US 12,468,978 B2
	Reinforcement learning in a processing element method and system thereof
Sameer Sadashiv Pawanekar, Indore (IN); and Upendra Narayan Tripathi, Bangalore (IN)
Assigned to US Technology International Pvt. Ltd., Trivandrum (IN)
Filed by US Technology International Pvt. Ltd., Trivandrum (IN)
Filed on Nov. 11, 2021, as Appl. No. 17/454,551.
Claims priority of application No. 202141042994 (IN), filed on Sep. 22, 2021.
Prior Publication US 2023/0087326 A1, Mar. 23, 2023
Int. Cl.
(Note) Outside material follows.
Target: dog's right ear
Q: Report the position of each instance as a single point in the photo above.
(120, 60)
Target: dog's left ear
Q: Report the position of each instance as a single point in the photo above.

G06N 20/00 (2019.01); G06N 5/02 (2023.01)

CPC G06N 20/00 (2019.01) [G06N 5/02 (2013.01)]

12 Claims

1. A method of reinforcement learning in a processing element, the method comprising:

receiving, by a receiving module implemented in the processing element physically arranged in an N×N array structure of processing elements on an integrated circuit, at least one reward;

computing, by a computing module implemented in the processing element, at least one Q-value in a two-dimensional array at time t_n, based on the at least one reward;

storing, by the computing module, the at least one Q-value;

repeating the Q-value computation in a three-dimensional array of the processing element at time t_n+1; and

performing, by a time-division multiplexing module implemented in the processing element, time-division multiplexing to replace the at least one Q-value in the two-dimensional array with at least one Q-value computed in the three-dimensional array, wherein performing the time-division multiplexing comprises mapping the three-dimensional Q-value computation onto a same hardware, of the integrated circuit, on which the two-dimensional Q-value computation is mapped, thereby reducing a silicon area of the integrated circuit.